I had 5 or 6 limits in 11 days of hunting, which included 2 days in which I was skunked (= 0 birds). Probably shot 22-23 pheasants in total. We ate a bunch. And I got literally skunked on the 2nd day of the trip (note to self: when your Lab pounces on a patch of brush and no bird erupts, you might want to consider the possibility that it's a skunk or porcupine at the bottom of that brush patch before you rush in to flush the bird that wouldn't flush for the dog).

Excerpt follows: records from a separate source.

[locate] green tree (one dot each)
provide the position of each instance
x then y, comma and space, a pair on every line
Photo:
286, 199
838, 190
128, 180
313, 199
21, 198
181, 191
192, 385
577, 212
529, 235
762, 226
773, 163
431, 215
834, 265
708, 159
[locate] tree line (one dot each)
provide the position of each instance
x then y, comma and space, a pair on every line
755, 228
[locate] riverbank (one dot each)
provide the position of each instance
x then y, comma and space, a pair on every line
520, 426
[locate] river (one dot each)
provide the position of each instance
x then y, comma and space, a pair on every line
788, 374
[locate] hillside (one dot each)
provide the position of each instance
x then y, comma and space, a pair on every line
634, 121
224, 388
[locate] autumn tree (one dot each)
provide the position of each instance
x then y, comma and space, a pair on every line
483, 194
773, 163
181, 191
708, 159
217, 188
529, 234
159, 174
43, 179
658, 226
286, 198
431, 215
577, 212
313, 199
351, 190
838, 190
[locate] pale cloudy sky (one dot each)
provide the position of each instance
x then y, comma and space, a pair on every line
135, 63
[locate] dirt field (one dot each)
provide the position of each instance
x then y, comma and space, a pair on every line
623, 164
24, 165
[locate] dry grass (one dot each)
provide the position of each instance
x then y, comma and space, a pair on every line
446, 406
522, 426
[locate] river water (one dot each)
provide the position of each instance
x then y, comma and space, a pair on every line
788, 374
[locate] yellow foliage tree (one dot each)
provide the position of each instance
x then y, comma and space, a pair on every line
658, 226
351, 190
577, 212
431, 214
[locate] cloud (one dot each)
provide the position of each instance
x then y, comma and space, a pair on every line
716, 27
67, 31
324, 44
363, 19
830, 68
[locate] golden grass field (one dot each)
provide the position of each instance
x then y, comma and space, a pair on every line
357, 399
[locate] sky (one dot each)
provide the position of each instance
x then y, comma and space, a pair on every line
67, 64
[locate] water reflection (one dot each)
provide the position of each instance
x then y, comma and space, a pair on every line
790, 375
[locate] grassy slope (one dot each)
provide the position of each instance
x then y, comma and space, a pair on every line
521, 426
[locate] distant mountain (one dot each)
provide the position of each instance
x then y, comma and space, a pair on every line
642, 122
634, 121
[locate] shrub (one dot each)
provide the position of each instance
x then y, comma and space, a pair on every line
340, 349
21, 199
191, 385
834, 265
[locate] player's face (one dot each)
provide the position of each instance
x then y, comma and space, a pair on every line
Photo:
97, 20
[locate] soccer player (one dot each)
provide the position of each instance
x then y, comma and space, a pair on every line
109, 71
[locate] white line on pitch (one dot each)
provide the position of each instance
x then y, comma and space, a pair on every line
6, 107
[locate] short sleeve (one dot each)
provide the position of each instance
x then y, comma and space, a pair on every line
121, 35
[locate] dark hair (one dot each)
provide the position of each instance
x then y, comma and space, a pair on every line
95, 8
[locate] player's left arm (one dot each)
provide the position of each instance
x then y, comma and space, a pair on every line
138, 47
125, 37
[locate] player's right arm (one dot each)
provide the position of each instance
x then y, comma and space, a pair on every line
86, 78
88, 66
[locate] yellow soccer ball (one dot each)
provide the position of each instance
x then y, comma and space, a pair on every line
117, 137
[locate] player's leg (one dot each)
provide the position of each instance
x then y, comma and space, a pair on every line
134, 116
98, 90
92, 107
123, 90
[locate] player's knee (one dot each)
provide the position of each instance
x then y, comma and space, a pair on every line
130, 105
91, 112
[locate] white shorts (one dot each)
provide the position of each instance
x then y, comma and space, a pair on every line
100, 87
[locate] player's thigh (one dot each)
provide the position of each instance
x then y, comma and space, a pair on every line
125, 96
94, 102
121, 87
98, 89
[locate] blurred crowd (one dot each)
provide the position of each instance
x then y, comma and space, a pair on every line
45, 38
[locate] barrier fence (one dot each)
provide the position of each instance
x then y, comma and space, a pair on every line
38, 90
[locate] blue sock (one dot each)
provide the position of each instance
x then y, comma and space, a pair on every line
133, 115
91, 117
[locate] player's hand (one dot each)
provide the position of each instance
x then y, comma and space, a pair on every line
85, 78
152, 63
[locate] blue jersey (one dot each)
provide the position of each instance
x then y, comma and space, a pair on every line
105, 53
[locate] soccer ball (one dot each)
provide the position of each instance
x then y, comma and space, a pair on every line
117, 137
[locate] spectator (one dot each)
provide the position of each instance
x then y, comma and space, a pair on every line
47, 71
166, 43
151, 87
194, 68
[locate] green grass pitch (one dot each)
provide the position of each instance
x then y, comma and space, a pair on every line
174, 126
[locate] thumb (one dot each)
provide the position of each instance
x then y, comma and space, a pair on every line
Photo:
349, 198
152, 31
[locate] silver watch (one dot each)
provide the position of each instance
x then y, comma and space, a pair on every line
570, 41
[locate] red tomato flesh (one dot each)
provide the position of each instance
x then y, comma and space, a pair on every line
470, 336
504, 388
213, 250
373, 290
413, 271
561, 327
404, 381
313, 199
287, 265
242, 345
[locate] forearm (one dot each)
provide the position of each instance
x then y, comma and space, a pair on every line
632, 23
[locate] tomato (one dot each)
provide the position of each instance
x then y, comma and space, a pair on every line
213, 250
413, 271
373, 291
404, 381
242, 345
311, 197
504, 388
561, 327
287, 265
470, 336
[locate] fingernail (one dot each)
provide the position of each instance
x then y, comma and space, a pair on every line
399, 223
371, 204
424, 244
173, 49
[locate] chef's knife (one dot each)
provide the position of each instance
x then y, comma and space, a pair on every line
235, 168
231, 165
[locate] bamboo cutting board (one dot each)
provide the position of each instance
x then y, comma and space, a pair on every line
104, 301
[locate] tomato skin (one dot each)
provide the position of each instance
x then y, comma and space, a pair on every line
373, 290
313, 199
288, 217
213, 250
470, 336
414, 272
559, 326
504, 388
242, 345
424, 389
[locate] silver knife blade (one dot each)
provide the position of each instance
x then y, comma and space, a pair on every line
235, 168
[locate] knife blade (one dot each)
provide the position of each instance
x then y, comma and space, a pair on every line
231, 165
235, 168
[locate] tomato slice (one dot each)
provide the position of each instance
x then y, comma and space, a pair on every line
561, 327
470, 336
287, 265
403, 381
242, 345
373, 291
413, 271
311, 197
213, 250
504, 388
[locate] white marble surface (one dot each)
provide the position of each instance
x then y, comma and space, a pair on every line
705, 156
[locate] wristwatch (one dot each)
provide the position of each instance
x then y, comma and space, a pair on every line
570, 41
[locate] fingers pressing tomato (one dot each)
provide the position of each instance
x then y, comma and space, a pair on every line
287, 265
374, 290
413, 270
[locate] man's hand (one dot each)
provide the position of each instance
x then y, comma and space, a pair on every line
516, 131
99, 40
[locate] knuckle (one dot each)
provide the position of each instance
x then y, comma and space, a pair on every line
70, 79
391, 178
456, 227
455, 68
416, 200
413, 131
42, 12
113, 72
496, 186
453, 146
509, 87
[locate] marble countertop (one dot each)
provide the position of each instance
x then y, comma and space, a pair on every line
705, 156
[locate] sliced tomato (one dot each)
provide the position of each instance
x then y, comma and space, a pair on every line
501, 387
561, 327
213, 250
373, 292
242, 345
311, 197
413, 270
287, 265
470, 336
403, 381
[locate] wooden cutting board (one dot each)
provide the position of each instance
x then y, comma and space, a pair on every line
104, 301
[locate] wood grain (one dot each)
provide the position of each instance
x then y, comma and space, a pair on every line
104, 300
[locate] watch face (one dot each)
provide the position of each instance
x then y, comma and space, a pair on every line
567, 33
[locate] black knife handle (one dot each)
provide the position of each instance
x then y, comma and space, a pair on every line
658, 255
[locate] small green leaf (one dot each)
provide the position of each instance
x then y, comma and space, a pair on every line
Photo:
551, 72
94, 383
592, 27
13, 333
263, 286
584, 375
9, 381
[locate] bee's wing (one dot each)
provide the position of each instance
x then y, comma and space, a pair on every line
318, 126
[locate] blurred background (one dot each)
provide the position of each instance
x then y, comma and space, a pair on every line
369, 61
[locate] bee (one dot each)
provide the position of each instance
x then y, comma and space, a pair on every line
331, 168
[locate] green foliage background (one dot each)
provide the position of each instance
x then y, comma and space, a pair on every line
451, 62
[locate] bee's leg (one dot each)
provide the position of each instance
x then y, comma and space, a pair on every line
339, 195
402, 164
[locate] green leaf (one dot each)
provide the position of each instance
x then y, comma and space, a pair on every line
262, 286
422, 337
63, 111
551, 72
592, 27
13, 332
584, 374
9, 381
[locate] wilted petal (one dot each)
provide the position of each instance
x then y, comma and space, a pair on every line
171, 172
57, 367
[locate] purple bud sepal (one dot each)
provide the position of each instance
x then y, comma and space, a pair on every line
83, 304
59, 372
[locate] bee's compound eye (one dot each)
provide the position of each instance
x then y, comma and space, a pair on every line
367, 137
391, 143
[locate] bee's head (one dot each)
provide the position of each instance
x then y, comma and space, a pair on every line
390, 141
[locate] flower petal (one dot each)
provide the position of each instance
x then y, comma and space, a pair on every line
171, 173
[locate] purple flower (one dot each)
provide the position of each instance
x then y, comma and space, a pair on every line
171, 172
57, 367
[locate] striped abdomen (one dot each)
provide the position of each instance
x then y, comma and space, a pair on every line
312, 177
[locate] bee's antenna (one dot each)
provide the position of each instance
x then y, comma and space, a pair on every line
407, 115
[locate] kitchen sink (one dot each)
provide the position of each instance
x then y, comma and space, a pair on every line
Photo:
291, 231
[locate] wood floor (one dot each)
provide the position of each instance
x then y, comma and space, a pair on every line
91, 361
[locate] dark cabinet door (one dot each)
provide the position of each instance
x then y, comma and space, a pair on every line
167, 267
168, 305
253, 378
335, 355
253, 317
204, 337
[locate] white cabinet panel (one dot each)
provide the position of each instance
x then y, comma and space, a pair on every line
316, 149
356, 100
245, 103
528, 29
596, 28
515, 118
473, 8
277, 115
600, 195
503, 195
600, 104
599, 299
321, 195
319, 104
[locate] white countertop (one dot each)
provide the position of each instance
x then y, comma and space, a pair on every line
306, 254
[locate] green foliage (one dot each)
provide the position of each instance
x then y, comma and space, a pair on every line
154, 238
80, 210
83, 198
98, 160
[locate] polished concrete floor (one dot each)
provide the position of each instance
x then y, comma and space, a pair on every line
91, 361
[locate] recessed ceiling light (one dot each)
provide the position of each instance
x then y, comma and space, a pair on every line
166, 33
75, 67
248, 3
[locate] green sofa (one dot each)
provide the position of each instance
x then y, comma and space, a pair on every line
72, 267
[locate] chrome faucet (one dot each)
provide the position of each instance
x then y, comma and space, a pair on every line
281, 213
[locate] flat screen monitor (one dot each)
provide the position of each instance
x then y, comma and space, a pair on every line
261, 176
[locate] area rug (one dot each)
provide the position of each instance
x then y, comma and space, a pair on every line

Highlight for me may have been the accomplishment of the Small Bore Challenge, a goal I concocted to spice things up. Don't misunderstand this as cockiness -- I'm an average shot and grateful for every bird I bring to the game bag. On November 20, with a Plains snow storm enveloping my brother and me, I was able to shoot a day's limit with 20, 28 and 410 gauge shotguns. Oddly the toughest bird of the 3, the first of the day, was an easy going-away shot with the 20 ga., which went down a runner on the 3rd shot. Only excellent dog work saved that bird for me. The 28 and 410 gauge birds went down like a sack a bricks with one shot each. It was fun and I was really pleased when the 3rd bird fell.

Already thinking about next year. One of my brothers suggest that I toughen the Small Bore Challenge -- 3 different birds (pheasant, Hun, Sharptail) with 3 different gauges (20, 28, 410) in one day. Now that's a challenge!


----------